I met Jenni 35 years ago. She had just moved to town and her husband practiced medicine at the same hospital where I worked as a nurse. Several people told me she and I needed to meet because we were so much alike. I am not sure how it came about but we did meet and we soon found out we did have a lot in common. We had small children about the same age, we were both nurses and we loved some of the same books and authors and yoga. Jenni was raised in the Quaker faith. She understood meditation and the importance of quietly seeking out your own relationship with God. She found a very structured Bible Study in a nearby city and asked me to join her in attending. We traveled every week with our two and three year olds in tow and our friendship deepened during our weekly trips from Athens to Huntsville. Over the years we spent many wonderful times together, one in particular was our trip to Hawaii together. We visited several beaches, ate a lot of wonderful food and visited with some of her long time friends who were just excellent hosts. She was like a kid, everything was was exciting to her. Every day was an experience. I have never met anyone quite like her. She was calming to be around, laid back and mystical. Jenni could write the most meaningful letters and notes. Recently I was going through some old photos and letters and trying to “down size”. Many things were easy to throw away but when I found letters from her I could not find a way to part with them. Each one was full of wisdom and a spiritual theme that only she could put into words. She truly made you want to explore the spiritual realm more fully. I have one particular card where she told me she was so thankful we were friends and at the end she said, “Isn’t is wonderful that we will be friends throughout Eternity!”
Jenni became a very well know artist in Birmingham, Alabama. She owned a gallery named Jennifer Harwell Art. She painted a lot of scenes from her home state of Oregon. She painted large and colorful. Her art is well know throughout the area. Once I painted a painting of her in her gallery from a photo I had seen and the last time I visited her it was on her mantel. I was honored.
It is hard to believe that this August Jenni will have been gone for seven years. It was not easy to let go of a beautiful friend and watch her suffer and leave this world too soon. I held on to her words and our times together and appreciate the fact that our lives intersected.

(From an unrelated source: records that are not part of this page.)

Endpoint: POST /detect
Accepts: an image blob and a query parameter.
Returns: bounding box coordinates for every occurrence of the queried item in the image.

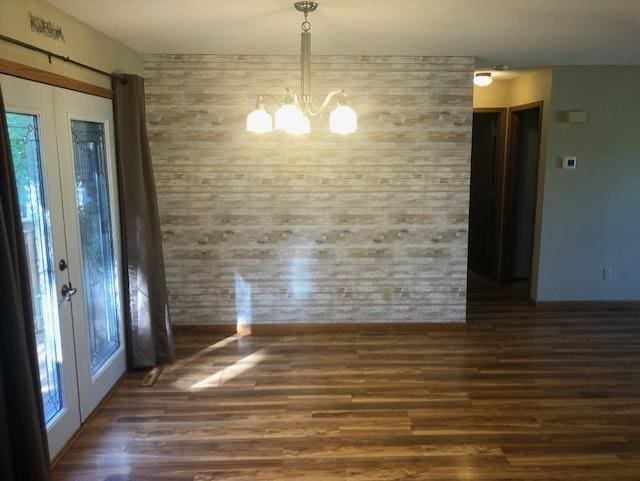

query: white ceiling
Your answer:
[47,0,640,67]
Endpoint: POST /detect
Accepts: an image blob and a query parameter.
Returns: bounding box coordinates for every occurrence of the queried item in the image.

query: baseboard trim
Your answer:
[173,322,467,336]
[534,300,640,311]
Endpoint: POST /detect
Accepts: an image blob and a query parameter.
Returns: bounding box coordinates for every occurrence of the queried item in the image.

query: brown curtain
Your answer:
[113,75,174,369]
[0,85,51,480]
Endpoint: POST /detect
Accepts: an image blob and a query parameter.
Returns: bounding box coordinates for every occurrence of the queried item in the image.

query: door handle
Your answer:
[61,282,77,301]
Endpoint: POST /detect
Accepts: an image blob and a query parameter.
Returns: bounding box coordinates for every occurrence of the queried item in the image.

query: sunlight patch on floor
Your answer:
[167,334,239,373]
[189,348,267,390]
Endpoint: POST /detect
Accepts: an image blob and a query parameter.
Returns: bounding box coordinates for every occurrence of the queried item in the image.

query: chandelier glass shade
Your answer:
[329,105,358,135]
[274,103,305,133]
[246,2,357,135]
[246,104,273,134]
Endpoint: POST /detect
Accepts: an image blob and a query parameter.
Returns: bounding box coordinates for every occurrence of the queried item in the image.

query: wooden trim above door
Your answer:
[0,58,112,99]
[509,101,544,113]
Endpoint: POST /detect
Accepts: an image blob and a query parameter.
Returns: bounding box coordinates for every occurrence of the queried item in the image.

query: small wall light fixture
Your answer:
[473,72,493,87]
[559,111,589,123]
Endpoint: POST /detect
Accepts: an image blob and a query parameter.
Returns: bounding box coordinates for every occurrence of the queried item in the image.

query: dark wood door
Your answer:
[468,112,500,279]
[502,105,541,283]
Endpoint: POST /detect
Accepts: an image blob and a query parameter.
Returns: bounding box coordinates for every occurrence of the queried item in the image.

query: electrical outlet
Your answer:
[603,267,613,281]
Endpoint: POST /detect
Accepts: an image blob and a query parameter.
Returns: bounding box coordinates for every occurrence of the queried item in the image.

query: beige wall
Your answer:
[0,0,142,89]
[473,70,552,109]
[144,54,474,325]
[472,79,511,108]
[508,70,552,108]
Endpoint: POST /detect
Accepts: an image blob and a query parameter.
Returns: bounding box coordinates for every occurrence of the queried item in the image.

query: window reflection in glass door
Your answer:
[7,112,64,424]
[71,120,121,374]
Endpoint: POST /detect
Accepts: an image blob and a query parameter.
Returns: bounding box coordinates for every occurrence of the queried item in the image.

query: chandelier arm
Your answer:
[306,89,344,117]
[257,94,283,108]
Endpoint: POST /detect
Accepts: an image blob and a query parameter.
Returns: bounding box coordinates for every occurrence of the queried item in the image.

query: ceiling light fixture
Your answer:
[246,1,357,135]
[473,72,493,87]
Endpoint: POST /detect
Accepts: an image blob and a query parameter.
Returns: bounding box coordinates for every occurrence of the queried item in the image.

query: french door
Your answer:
[1,74,125,458]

I was asked to speak at her funeral, along with my husband. I will never forget I went out on our deck overlooking the lake and asked her to speak to me. I said, “Jenni, just one more time, let me know you are at peace. If there is any way you can communicate to me ——I am here.” I know this sounds crazy but please don’t write me off as a nut. I knew if anyone could find a way it would be her. I promise you ——-a large yellow butterfly started flying around me. I laughed out loud. I just knew it was a message from her. I stayed in the swing on the back porch and watched as it flitted about. I did not want to break the spell. I said, “I knew you could do it!” I walked in the house and told my husband, Audie that Jenni had just visited me in the form of a yellow butterfly and I had a sense of peace. You would need to know my husband. My husband is a very reasonable man. He has always been the more conservative one of our relationship. For years he only wore blue or white buttoned down collared shirts. He is very smart and very analytical, on the other hand I was more of a bohemian dresser and was a little more "other worldly" in thought. Audie once told me I found God behind every bush. I told him it was because I looked. Anyway on this particular day he just looked at me and smiled. It was a smile I recognized. It said, "she is a little crazy". About an hour later he called to me from the front yard to come outside. As I walked out the door I saw a large yellow butterfly flying around and and around him. The look on his face was priceless. I will have to say it was hard for me not to gloat. Have you ever had an experience where you just “knew” something to be true. It was not something you could explain or even pretend to make sense of it but one of those mystical things that makes you feel like the whole universe is smiling at you. That was this day.
At the funeral we shared our story with Jenni’s husband, Donnie. Donnie stared at us with tears in his eyes and said “Jenni’s favorite thing was yellow butterflies.” Yellow butterflies have become pretty special to me now and each time I see one I say, “I will see you in Eternity” and smile.